We Are What We Are eschews many traditional horror tropes to create a tragic, cannibalistic family drama. Don’t expect conventional scares or classic villainy from this horror film, but do expect excellent Gothic-esque atmosphere, original storytelling, and superb acting with some gore thrown in.
After their mother drowns to death, sisters Rose (Julia Garner) and Iris Parker (Ambyr Childers) are left to care for their father and younger brother, Rory (Jack Gore). The Parker family descends from an ancient cannibalistic cult, and the father still zealously ascribes to these beliefs. Once a year, according to tradition, the family must dine on human flesh. This has led the Parker family to kill and eat over 20 people from the area town for years. A doctor, whose daughter is one of the victims, begins to catch on after he finds a human bone in his creek, downstream from the Parker’s.
We Are What We Are is curiously paced; it slowly draws out, then builds up to the grand ending. The terrifying world Iris and Rose inhabit is gradually but effectively introduced to the audience. We sense their resistance against their father’s cannibalistic commitment through subtle movements and private comments. Their eventual revolt is at once expected but satisfying. A dynamic that many horror films fail to properly execute. This storyline could be seen as an allegory of modern-day fundamentalist parents who force their beliefs on their children, which can cause similar resistance.

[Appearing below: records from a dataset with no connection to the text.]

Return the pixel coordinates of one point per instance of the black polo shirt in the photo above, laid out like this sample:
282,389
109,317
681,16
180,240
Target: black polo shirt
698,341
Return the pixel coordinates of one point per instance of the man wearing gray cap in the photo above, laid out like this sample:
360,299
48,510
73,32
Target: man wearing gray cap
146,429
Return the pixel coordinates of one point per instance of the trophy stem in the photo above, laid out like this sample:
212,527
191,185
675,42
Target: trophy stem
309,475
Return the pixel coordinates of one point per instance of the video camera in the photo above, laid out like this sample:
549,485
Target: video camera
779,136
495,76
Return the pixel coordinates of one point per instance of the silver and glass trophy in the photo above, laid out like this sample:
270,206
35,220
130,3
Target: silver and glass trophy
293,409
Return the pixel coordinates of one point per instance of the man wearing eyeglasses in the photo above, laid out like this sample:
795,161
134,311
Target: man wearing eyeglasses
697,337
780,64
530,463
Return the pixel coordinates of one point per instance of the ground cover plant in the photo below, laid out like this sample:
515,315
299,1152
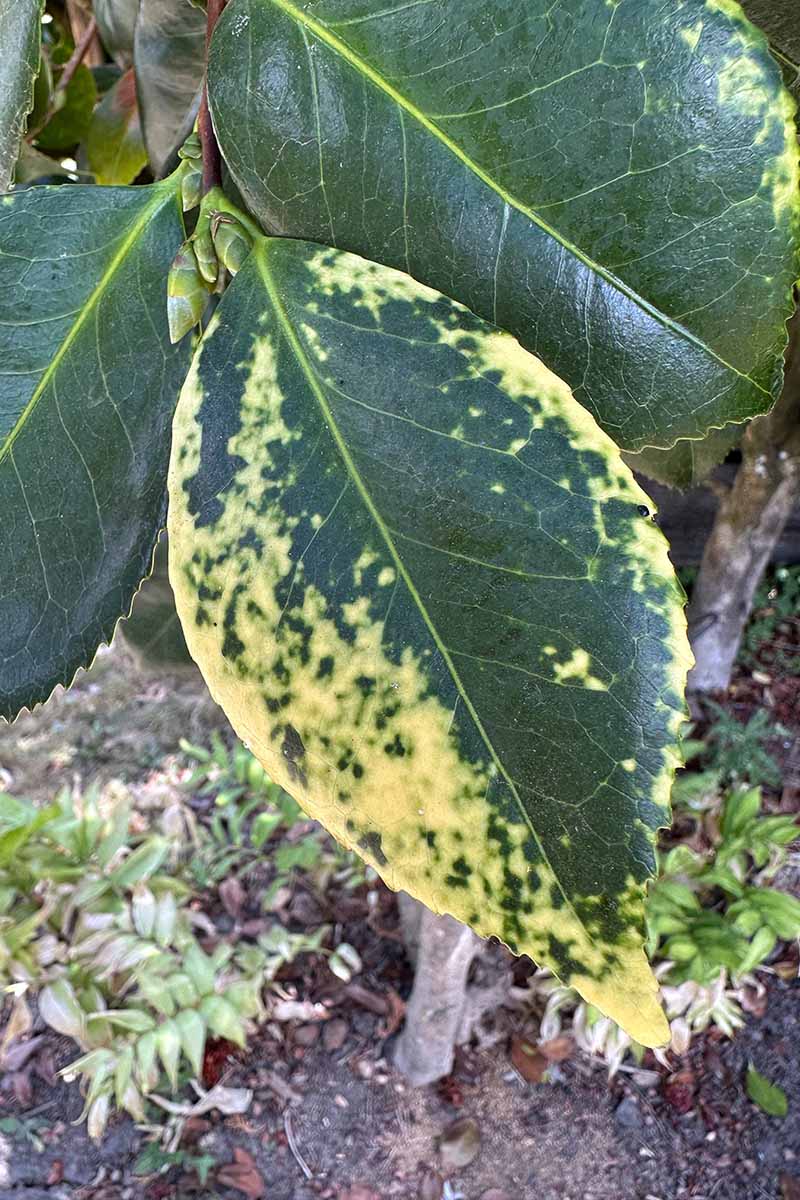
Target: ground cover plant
407,552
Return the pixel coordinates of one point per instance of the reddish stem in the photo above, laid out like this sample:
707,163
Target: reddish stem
211,156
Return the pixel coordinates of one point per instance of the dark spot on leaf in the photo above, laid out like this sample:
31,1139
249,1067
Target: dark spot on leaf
325,667
371,845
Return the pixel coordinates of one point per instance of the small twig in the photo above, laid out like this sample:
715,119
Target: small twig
77,57
293,1146
280,1086
211,156
66,76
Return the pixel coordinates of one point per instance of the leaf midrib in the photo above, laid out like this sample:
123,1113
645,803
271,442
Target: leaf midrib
299,351
162,196
335,43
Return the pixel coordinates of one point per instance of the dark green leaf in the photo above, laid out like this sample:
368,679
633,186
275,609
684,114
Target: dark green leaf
20,39
70,121
34,165
154,631
168,55
116,21
115,147
88,384
767,1096
780,19
614,184
426,591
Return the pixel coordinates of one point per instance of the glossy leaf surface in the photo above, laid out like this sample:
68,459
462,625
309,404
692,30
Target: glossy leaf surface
428,595
20,28
71,118
168,55
115,145
614,183
687,463
116,22
88,385
780,21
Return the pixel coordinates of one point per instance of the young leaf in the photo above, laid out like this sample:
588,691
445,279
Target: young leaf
115,147
59,1008
767,1096
88,384
429,597
779,19
20,22
191,1029
596,179
168,55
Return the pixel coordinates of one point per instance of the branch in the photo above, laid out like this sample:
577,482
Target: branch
65,78
77,57
211,156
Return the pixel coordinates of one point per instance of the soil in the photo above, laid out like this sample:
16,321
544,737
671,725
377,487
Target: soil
329,1117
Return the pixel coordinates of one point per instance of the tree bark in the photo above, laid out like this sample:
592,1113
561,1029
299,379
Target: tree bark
435,1009
750,521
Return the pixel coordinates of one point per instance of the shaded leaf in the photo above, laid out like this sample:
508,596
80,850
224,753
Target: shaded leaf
59,1008
116,22
767,1096
689,462
88,384
20,22
779,19
409,565
597,181
70,123
191,1029
32,165
168,55
115,147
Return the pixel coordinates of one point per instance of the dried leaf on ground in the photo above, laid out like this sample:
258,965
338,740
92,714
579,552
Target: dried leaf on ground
335,1035
242,1175
229,1101
432,1186
233,897
528,1060
789,1187
557,1049
298,1011
395,1017
459,1144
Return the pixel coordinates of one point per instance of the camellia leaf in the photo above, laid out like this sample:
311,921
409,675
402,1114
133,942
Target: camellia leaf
115,145
116,22
68,125
88,384
769,1097
615,184
687,463
779,19
168,55
20,22
431,599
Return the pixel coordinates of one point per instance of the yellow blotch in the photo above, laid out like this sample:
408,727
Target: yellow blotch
578,667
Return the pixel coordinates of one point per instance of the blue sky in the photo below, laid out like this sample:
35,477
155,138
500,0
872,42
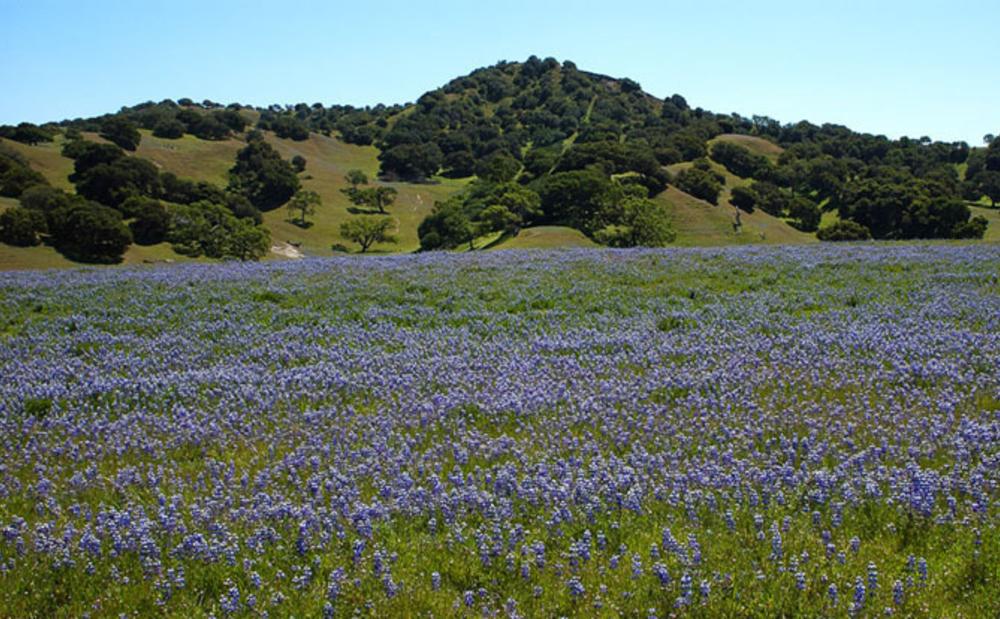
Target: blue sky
883,66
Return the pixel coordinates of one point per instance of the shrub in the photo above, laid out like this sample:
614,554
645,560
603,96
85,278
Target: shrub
844,231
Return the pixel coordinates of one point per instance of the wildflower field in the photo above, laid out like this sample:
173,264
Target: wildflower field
798,431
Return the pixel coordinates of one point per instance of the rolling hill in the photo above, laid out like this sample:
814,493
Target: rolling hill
529,123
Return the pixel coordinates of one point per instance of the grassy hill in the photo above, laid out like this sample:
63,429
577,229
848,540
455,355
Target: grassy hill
992,215
546,237
328,160
753,143
543,117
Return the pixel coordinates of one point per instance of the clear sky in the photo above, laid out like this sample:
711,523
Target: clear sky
895,67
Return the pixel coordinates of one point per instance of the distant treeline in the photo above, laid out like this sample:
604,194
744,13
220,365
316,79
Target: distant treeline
552,144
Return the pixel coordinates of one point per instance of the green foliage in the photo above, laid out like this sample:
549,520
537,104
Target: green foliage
771,199
902,208
45,199
288,127
303,203
447,227
577,198
206,229
366,231
743,198
17,179
377,198
261,175
844,231
89,232
989,185
151,223
500,167
975,228
411,162
22,227
122,132
740,161
643,223
700,183
169,128
113,183
26,133
356,177
16,174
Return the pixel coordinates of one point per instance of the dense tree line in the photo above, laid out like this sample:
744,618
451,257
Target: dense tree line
590,147
121,199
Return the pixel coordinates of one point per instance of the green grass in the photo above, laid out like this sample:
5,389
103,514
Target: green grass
755,144
47,159
699,223
546,237
992,215
328,160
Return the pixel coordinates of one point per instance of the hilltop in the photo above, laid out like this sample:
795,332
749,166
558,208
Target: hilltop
537,153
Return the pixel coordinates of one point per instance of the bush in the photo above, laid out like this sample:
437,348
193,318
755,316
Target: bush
844,231
743,198
206,229
89,232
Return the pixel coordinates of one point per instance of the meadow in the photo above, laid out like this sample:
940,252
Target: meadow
754,431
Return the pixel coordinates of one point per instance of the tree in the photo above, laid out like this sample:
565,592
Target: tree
89,232
304,202
22,227
743,198
989,185
121,131
643,223
356,177
447,227
366,231
207,229
260,174
151,223
575,199
113,183
846,230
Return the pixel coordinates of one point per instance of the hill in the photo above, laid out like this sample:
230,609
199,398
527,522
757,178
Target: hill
538,145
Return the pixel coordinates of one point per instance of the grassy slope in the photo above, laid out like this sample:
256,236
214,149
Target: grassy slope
546,237
756,145
699,223
328,160
993,216
47,158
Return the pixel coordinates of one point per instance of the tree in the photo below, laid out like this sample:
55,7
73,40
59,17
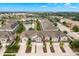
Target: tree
75,44
64,23
65,32
20,28
55,24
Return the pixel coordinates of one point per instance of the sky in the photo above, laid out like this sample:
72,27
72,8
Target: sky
40,7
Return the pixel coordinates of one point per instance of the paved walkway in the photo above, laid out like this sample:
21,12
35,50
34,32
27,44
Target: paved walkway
22,50
2,50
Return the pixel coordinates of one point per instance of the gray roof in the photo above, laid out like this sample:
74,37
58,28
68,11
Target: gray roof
4,34
43,33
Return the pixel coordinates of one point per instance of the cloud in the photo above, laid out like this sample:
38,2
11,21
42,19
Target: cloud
43,6
69,5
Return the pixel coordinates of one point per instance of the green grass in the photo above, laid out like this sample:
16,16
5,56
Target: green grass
13,47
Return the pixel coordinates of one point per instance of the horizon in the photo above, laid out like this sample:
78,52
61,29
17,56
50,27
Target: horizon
39,7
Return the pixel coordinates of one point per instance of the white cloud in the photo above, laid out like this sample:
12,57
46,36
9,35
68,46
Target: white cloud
43,6
67,4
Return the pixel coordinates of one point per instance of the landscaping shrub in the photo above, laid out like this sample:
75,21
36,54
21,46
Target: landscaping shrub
75,44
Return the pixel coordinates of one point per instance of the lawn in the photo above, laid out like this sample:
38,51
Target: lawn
75,45
29,46
13,47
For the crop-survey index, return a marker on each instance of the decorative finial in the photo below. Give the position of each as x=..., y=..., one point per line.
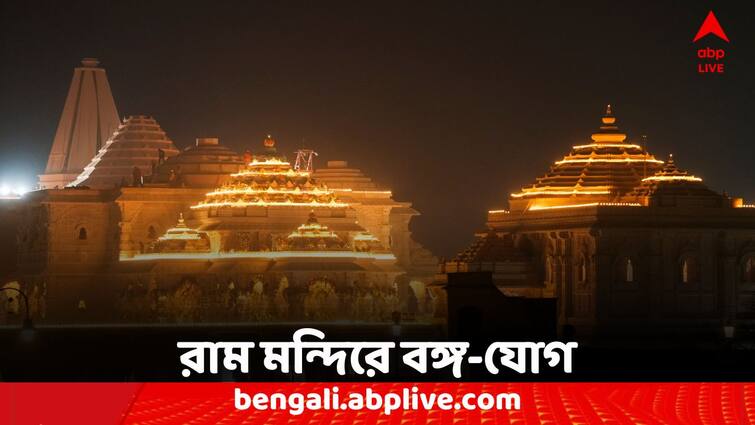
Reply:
x=90, y=62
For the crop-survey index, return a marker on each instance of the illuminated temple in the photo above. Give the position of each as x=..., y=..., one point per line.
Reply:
x=146, y=233
x=622, y=241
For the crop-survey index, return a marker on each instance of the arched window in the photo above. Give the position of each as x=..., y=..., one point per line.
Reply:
x=582, y=270
x=748, y=271
x=548, y=269
x=690, y=270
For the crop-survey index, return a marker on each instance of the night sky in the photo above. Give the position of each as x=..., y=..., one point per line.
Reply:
x=452, y=107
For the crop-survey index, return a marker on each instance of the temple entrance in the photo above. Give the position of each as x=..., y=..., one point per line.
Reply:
x=321, y=301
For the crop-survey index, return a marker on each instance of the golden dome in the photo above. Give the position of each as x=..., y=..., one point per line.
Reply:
x=601, y=171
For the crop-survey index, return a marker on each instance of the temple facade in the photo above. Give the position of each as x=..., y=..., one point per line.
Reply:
x=625, y=242
x=149, y=234
x=128, y=229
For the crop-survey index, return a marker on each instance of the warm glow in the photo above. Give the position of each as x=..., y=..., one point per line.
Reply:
x=264, y=255
x=382, y=192
x=597, y=190
x=179, y=234
x=289, y=172
x=269, y=161
x=365, y=237
x=250, y=191
x=314, y=230
x=592, y=204
x=608, y=145
x=261, y=203
x=672, y=178
x=606, y=160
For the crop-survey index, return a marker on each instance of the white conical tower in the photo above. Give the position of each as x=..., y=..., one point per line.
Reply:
x=89, y=118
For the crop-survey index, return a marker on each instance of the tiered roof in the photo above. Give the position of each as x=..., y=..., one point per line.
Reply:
x=136, y=143
x=269, y=180
x=491, y=248
x=603, y=170
x=89, y=117
x=181, y=238
x=314, y=236
x=207, y=163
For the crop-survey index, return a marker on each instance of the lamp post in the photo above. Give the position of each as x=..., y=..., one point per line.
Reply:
x=27, y=325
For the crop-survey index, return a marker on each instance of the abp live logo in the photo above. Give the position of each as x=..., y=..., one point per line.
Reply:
x=710, y=60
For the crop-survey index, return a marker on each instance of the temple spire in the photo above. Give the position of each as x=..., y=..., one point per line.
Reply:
x=609, y=131
x=89, y=118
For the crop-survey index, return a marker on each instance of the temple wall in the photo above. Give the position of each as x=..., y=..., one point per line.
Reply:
x=587, y=271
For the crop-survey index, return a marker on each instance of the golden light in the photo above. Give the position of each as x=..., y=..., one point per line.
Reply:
x=672, y=178
x=607, y=145
x=262, y=255
x=591, y=204
x=607, y=160
x=549, y=190
x=261, y=203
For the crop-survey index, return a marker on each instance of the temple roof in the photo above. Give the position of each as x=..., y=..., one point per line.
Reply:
x=338, y=175
x=207, y=163
x=181, y=232
x=673, y=182
x=269, y=180
x=603, y=170
x=137, y=143
x=491, y=248
x=182, y=238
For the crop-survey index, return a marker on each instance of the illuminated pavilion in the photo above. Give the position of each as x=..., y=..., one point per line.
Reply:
x=136, y=231
x=625, y=243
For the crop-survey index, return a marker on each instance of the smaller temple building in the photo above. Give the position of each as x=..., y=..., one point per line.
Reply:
x=624, y=242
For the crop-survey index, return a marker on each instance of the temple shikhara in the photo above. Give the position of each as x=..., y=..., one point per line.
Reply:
x=621, y=240
x=128, y=228
x=135, y=231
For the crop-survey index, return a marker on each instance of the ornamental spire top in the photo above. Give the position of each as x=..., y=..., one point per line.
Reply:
x=609, y=131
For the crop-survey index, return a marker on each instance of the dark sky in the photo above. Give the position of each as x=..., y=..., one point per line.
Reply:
x=452, y=106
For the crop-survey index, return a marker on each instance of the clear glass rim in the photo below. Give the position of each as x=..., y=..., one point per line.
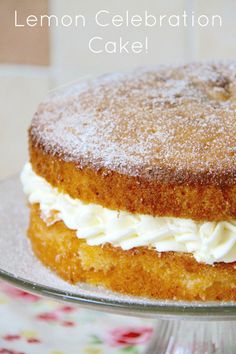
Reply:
x=222, y=310
x=165, y=308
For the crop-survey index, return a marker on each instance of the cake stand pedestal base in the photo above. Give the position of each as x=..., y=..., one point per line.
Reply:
x=193, y=337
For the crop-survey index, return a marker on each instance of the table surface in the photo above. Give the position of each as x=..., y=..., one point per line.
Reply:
x=33, y=325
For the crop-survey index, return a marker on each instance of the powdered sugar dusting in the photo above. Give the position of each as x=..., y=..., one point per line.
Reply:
x=173, y=124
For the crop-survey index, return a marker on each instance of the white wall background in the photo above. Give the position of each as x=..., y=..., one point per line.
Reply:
x=22, y=88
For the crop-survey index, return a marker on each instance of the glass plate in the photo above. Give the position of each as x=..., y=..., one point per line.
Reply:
x=19, y=266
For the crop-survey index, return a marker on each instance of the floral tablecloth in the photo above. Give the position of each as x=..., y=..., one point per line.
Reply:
x=33, y=325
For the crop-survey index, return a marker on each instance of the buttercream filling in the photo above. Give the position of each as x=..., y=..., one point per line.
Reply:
x=208, y=242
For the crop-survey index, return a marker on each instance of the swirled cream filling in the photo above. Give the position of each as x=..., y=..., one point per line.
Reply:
x=209, y=242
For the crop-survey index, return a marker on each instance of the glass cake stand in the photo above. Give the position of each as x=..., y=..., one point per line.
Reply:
x=181, y=327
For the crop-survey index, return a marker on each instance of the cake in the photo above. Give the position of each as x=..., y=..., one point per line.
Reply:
x=132, y=182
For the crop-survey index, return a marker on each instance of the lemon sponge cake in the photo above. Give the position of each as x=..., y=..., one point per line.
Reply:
x=132, y=182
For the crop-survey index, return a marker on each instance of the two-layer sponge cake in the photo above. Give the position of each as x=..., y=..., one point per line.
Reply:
x=132, y=182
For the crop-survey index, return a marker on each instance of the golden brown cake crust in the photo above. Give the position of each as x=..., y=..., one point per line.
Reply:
x=136, y=195
x=159, y=142
x=141, y=271
x=174, y=125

There is a weak spot in the film, which hampers the overall fluidity of the story. At one point, Rose begins reading a diary/bible that recounts the beginnings of their cult. It doesn’t add much to the story other than solidifying the founding of their “religion.” It would have been more effective, if more screen time was given to this angle, and some of the extraneous, strictly atmospheric scenes were removed.
We Are What We Are is a remake of a 2010 Mexican film of the same title. While I have not seen the original, from what I’ve read, I’m not missing much. After being so pleased with the remake, I don’t really have the desire to watch the apparently mediocre original. If you’re a horror fan, then We Are What We Are is definitely worth watching. Despite all of the unoriginal trite coming from the horror genre (that annoyingly flood Netflix), We Are What We Are uses a refreshing mixture of old-school atmospheric horror with modern day gore to create a unique piece of cinema.